Several commenters thought we were trying to shame her, and another used the word “punitive.” Some asked what it mattered, since candidates were not required by law to have been regular voters before seeking office.
Well, let’s ask Nadja Brown herself. In an Aug. 27 story in the Billings Gazette, profiling the three candidates running in Ward 3, there was this paragraph:
“Brown spoke about the importance of voting and contacting council members with whom one disagrees. ‘If there’s something you want to see changed, you have to speak up and let us know what you want changed,’ she said.”
On that particular day, at least, she seemed to think voting was important.
This all started when I got a Facebook message saying that Brown had not voted in years. I will admit that I was immediately interested, as I would have been regardless of which candidate had been named.
It seemed like such a no-brainer to me. I have covered six or seven city councils in as many cities, and I had always assumed that whatever their differences, council members at least shared the trait of being uncommonly interested in politics, and in local government.
The idea that a candidate hadn’t voted in more than a decade sounded damned interesting to me, to say the least. I got the tip not long before the September primary election, and I went to the Yellowstone County Elections Office and looked at the voting records of everyone in the primary — upwards of 20 candidates, not counting those who had withdrawn but whose names were still on the ballot.
Brown was the only one who had missed every election for many years, but I ran out of time to write a story before the primary.I finally got back to it last week. I went to the elections office again, to make sure all my figures were correct, after which I began calling candidates whose voting records were sporadic, to give them a chance to say whatever they wished.
I called a couple of candidates only once because their records weren’t too bad and seemed to need little explanation. But I made repeated efforts to reach two of them: Nadja Brown and Shaun Brown, seeking reelection in Ward 5.
With Shaun Brown, the repeated calls were needed because we kept missing each other, but after two days and something like 10 calls between us, we finally spoke, and I thought he explained himself well, as he did in a separate email message. He elaborated still further in a comment under the story. Long story short: for many years he was too focused on keeping his head above water to think of things like voting.
In the case of Nadja Brown, because she was to be the focus of the story, I tried hard to reach her. I emailed her on Tuesday, called her several times on Tuesday and Wednesday, left a message on her personal Facebook page and even went to her house and left a business card in her door, asking her to call me.
When Brown filed for office in June, the Gazette reported that she and her husband, Zack, owned a business called Mountain West. Good, I thought, I’ll call her there. Unfortunately, I couldn’t find any business by that name in Billings, on the web or in a phonebook. So I called the Montana secretary of state’s office and the city of Billings finance division. Neither had any records of such a business in Billings.
I didn’t know what else to do. I still think it’s important to know how often our elected officials vote. If they can’t bring themselves to do the one and only thing they are asking the rest of us to do, what does that say about their commitment to the political process?

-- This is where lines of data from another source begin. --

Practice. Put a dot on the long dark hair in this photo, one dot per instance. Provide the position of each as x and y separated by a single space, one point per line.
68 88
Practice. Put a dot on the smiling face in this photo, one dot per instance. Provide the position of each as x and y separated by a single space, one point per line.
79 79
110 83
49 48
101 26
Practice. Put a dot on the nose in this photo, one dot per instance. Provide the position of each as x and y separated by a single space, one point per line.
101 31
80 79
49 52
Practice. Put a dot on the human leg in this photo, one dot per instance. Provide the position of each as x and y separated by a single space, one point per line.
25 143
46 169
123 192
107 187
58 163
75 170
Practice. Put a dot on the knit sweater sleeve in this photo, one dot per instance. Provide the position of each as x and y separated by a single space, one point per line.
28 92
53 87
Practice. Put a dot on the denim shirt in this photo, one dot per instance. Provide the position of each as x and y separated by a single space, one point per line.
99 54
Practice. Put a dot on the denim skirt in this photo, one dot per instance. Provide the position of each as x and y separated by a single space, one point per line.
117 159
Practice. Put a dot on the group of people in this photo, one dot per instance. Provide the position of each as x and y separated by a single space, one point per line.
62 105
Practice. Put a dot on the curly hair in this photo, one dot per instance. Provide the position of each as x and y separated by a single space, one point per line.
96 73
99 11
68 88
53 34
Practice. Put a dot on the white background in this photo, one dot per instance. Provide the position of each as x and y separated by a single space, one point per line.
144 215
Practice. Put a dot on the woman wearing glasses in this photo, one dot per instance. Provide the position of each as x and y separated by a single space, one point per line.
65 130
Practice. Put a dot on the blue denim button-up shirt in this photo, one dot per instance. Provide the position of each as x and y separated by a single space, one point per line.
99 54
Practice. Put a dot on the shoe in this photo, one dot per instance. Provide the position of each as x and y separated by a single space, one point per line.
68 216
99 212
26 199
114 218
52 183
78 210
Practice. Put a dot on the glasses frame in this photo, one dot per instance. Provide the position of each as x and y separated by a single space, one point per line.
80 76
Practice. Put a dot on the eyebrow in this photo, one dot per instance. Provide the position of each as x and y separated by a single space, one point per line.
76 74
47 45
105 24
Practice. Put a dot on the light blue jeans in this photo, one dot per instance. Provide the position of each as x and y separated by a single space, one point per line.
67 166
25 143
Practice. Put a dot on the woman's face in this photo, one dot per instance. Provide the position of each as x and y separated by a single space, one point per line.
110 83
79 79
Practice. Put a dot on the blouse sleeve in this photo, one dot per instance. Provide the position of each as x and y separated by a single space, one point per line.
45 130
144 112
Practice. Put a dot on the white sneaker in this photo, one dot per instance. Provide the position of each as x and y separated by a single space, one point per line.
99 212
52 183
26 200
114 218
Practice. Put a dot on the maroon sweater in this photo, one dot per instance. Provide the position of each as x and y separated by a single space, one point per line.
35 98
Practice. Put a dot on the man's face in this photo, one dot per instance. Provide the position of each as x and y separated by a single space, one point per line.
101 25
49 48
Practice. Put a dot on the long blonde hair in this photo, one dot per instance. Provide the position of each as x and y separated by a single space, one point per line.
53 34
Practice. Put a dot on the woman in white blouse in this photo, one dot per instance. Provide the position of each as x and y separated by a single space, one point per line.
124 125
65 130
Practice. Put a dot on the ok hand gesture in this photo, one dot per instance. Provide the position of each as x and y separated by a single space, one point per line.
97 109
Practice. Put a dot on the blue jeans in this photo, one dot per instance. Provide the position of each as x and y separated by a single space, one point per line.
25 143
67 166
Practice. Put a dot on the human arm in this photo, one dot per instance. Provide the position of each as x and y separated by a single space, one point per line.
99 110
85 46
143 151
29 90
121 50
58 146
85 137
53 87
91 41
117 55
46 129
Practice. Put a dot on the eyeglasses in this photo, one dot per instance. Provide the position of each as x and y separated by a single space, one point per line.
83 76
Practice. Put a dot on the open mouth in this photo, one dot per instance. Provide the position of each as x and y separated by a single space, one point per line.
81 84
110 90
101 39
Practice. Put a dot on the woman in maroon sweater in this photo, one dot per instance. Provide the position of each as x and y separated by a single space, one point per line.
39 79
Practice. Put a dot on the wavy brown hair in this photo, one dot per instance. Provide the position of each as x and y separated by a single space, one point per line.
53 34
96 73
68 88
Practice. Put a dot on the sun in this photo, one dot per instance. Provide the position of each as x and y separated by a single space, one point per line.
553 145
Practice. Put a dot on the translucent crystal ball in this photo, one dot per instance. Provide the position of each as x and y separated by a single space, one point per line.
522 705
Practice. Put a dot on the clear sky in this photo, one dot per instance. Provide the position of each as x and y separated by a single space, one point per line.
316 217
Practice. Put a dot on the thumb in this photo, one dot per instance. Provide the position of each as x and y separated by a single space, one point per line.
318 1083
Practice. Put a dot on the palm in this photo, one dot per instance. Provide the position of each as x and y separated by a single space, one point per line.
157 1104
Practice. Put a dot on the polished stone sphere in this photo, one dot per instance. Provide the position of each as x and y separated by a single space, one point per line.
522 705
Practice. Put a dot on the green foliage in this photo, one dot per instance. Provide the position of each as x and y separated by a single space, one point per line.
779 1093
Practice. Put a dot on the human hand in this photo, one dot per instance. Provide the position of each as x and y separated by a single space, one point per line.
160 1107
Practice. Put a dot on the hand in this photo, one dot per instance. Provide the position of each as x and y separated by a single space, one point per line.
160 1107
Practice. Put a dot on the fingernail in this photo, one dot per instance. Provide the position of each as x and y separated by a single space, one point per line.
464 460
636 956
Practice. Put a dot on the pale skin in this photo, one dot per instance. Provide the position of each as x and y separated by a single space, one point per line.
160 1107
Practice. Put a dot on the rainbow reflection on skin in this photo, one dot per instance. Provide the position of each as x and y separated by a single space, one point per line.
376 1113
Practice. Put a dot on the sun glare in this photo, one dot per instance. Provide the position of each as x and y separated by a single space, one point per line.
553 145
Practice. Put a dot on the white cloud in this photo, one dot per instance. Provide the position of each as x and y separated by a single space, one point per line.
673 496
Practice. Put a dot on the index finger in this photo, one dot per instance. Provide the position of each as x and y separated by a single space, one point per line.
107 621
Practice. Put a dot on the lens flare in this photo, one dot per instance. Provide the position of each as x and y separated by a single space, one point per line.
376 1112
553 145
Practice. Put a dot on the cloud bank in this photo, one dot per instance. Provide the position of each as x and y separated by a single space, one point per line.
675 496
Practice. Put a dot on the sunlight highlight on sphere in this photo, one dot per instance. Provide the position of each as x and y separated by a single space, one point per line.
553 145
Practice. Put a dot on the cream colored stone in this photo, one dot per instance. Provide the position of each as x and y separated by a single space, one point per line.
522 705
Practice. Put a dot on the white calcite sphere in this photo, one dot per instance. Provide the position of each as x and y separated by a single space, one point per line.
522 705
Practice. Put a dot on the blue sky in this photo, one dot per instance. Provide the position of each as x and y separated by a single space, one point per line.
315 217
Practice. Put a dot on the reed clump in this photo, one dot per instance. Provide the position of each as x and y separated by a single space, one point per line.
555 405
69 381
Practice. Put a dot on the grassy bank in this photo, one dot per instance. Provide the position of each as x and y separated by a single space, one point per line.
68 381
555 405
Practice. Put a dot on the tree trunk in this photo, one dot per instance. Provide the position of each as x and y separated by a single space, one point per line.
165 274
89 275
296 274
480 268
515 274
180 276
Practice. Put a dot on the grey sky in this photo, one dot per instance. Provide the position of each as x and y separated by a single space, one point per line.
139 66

And then why not take the opportunity to explain why you didn’t vote, or why it’s none of the reporter’s damned business? Why not say anything rather than simply refusing to get involved by speaking publicly?
I like to think of the late John Michunovich, an old-school member of the Billings City Council who thought public voting records were a fine thing to have access to. When he lost an election one year, he once told me, he went down to the elections office and studied the lists of everyone who voted in his ward, remembering whether or not those he knew on a first-name basis had voted or not.
Then, when he saw them on the street and they commiserated with him about having lost, he’d say, “Then why didn’t you vote for me?”
When they protested, swearing that they’d voted for him, he’d say, “Like hell you did. You didn’t vote at all.”
As Michunovich well knew, there was nothing quite so important to a politician as someone’s vote.